​In 1964 Arno Penzias and Robert Wilson were working for AT&T -- Ma Bell, the then-monolithic US telephone company.  Nowadays you can pick up satellite signals with a TV dish the size of a frying pan.  But the first communications satellites -- Echo, for the obvious reason -- were simply balloons; orbiting radio mirrors and with no on-board amplification. Consequently, they needed super-sensitive detectors on the ground.  Penzias and Wilson were trained in radio astronomy, a field whose stock-in-trade is the detection of faint radio signals from space and their job at Bell Labs was to work with a radio antenna in Holmdel, New Jersey which would be used with this new-fangled satellite.  (Radio astronomy itself was invented in the 1930s by another Bell employee, Karl Jansky -- he was working on short-wave radio communications, not satellites, and stumbled over emissions from  the centre of the Milky Way galaxy, one of the brightest sources in the radio sky.)

​The story has been told many times. The detector had an annoying and remarkably intransigent "hiss" and Penzias and Wilson knew ​it was the detector, since the hiss didn't change as they pointed their antenna at different places in the sky.  A radio hiss can be converted into a temperature: a red-hot coal has a temperature of a few thousand degrees Celsius but this hiss was microwave-hot, putting it just a few degrees above absolute zero.  

​Holmdel Antenna [Bell Labs]

​Holmdel Antenna [Bell Labs]

The never got rid of the hiss. Instead, through the academic grapevine, they found themselves talking to a group of Princeton astrophysicists.  In the 1940s it was realized that if the universe ​began with a big bang (an idea invented in the 1920s) it would have a detectable afterglow.  In the early 1960s, the big bang was gaining traction among astrophysicists but the competition between it and the competing steady state proposal was far from settled.  The Princeton crew were working on a detector to look for this afterglow,  and realized that Penzias and Wilson had already found it.  

Comparing notes, the two groups published back-to-back letters to the Astrophysical Journal. Penzias and Wilson simply reported their results (and their painstaking efforts to eliminate other explanations) while the Princeton scientists provided the interpretation. Penzias and Wilson's letter was entitled A Measurement Of Excess Antenna Temperature At 4080 Mc/s​ -- a masterful understatement. As legend has it, the impact of their work only hit home when it made the front page of the New York Times.  In 1978 Penzias and Wilson won the Nobel Prize -- certainly the first and very likely the time last two telephone company employees get to stumble across one of secrets of the universe. 

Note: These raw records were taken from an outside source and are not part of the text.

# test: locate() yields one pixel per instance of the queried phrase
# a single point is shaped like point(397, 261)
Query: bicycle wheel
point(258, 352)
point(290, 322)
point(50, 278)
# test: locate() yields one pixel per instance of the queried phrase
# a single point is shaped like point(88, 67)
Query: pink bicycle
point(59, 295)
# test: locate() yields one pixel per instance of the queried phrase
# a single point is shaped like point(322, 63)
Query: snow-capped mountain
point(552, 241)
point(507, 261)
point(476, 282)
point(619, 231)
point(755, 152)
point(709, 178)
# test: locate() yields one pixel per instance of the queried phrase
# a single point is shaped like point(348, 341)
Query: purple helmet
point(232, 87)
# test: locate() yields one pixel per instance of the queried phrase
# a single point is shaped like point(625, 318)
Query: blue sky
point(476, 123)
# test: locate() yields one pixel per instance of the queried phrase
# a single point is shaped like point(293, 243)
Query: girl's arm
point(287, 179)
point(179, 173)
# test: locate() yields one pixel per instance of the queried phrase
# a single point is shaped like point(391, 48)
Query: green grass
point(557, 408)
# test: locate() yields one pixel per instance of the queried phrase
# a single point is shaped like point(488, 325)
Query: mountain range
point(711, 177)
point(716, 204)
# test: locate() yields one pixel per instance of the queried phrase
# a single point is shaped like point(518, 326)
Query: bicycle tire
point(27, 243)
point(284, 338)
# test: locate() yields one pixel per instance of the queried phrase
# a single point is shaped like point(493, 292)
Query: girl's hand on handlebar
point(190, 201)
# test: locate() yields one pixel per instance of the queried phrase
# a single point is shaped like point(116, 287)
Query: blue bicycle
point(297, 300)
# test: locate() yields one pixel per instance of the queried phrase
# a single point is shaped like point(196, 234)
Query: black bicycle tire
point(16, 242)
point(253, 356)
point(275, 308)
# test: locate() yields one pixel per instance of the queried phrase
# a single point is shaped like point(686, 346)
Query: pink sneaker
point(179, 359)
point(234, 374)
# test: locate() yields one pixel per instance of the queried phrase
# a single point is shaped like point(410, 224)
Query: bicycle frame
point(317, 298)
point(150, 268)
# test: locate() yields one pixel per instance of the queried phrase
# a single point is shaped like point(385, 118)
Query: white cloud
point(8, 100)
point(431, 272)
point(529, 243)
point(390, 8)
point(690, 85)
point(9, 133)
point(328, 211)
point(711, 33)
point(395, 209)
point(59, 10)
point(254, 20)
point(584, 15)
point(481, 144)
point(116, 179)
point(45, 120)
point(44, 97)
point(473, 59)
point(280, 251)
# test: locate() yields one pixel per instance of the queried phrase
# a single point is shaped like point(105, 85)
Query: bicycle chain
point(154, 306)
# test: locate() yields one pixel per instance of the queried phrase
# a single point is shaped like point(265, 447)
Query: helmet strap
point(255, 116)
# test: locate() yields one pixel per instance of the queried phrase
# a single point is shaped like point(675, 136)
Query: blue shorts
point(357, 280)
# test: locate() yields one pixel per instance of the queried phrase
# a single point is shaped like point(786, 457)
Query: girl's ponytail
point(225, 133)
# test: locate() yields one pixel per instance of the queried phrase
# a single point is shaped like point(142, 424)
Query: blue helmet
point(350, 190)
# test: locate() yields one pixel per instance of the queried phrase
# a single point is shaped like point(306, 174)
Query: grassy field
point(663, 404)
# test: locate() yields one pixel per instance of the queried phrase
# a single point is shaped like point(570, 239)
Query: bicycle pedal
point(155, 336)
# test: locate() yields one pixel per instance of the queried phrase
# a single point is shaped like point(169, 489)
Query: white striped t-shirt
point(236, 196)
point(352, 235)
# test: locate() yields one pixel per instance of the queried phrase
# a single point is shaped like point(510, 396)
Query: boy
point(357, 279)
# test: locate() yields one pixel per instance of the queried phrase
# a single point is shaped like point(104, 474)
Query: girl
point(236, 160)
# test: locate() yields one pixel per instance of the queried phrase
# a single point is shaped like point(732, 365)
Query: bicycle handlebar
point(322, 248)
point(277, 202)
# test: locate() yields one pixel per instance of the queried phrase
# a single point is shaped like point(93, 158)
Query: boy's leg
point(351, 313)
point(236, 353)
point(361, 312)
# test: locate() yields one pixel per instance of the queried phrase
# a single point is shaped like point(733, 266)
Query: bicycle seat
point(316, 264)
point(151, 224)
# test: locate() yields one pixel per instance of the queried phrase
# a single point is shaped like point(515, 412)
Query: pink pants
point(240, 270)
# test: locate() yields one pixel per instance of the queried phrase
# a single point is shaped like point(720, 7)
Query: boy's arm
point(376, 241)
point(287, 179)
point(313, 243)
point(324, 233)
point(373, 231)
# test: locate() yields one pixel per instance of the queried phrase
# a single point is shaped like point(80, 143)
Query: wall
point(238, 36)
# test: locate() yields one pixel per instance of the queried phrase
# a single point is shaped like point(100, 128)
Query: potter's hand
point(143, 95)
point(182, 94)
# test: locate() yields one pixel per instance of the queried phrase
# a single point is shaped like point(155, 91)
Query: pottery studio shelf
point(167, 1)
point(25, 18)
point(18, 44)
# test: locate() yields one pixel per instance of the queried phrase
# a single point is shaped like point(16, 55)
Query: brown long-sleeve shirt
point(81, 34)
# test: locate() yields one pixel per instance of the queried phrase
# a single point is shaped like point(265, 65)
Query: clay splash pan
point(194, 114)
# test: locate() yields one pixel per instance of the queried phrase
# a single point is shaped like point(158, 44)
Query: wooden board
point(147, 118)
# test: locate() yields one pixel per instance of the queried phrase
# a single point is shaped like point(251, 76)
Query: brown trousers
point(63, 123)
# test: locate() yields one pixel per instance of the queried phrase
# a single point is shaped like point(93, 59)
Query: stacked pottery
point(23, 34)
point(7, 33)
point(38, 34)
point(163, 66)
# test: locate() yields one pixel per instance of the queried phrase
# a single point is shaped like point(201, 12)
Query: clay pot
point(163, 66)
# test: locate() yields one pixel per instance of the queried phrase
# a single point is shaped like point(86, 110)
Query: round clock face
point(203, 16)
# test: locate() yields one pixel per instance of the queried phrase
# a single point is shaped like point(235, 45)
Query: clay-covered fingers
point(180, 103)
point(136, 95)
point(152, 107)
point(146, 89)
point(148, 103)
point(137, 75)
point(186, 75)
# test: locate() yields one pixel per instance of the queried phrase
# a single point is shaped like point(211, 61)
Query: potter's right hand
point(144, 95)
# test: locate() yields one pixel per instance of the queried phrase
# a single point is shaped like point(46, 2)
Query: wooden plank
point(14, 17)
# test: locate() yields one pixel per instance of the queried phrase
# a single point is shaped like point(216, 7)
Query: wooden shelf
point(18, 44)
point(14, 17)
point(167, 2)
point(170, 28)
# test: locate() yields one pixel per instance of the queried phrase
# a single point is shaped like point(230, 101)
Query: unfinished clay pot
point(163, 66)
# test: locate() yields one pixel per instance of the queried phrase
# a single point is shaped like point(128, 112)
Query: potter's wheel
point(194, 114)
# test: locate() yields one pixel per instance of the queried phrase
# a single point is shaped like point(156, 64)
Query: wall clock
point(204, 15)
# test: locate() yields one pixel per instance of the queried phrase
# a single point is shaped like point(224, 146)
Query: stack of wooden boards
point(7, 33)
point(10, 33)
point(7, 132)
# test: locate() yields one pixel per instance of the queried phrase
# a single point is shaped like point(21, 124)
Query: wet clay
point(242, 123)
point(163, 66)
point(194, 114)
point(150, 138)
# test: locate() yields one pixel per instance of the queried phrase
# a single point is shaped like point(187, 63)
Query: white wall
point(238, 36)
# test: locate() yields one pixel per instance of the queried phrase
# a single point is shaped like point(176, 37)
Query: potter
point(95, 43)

For cosmology, the microwave background is the gift that keeps on giving -- it has done far more than simply tell us that the big bang happened.  Right away, the smoothness of the microwave background confirmed that the early universe was almost the same at every point.   The largest departure from smoothness arises because the earth (and the sun and the Milky Way) are all moving, relative to the "frame" defined by the microwave background. The microwave background is redshifted on one side of the sky and blueshifted on the other - telling us that the Milky Way galaxy is moving at around 600 km/s relative to the average position of all the matter in the universe -- a number first measured in the 1970s. 

​Fast forward to the 1992, and the COBE satellite team announced that it had made the first measurements of the differences ​in the temperature of the microwave background at different points in the sky;  10,000 times smaller than the temperature of the background itself.  Today the departures from smoothness is more interesting than the background itself -- information contained within a map of the microwave background can tell us how the big bang happened, and what the universe looked like in the first minutes and years after the big bang.    Mather and Smoot, two leaders of the COBE team, won the second microwave background's second Nobel Prize in 2006.  After COBE, a host of ground-and balloon-based experiments have contributed to the analysis of the microwave background and from 2001 to 2010 a second satellite, WMAP, compiled an exquisitely detailed map of the microwave background.​

Transition from COBE to WMAP sky maps  - credit: NASA / WMAP Science Team

What do we get from this?  In combination with other data the microwave background  tells us the age of the universe and the amount of dark matter it contains. It lets us explore the mechanism that produced the tiny departures from smoothness in the microwave background, the same mechanism which sewed the seeds that led to the formation of galaxies and planets and stars (and, ultimately, people) as the universe evolved.  Not so long ago, estimates for the age of the universe varied by a factor of two -- in 2013 the consensus is that our universe is 13.7 billion years old, a number good to within a few percent:  thanks to the microwave background, cosmology has become a precision science. 

And on Thursday morning -- March 21 t 10am CET -- it all changes again. Planck, the next spacecraft to study the microwave background, will release its first map of the microwave sky, and announce its first batch of cosmological results.   Planck improves on WMAP the way that WMAP improved on COBE: whatever the Planck team tells us tomorrow, our understanding of the universe is going to change.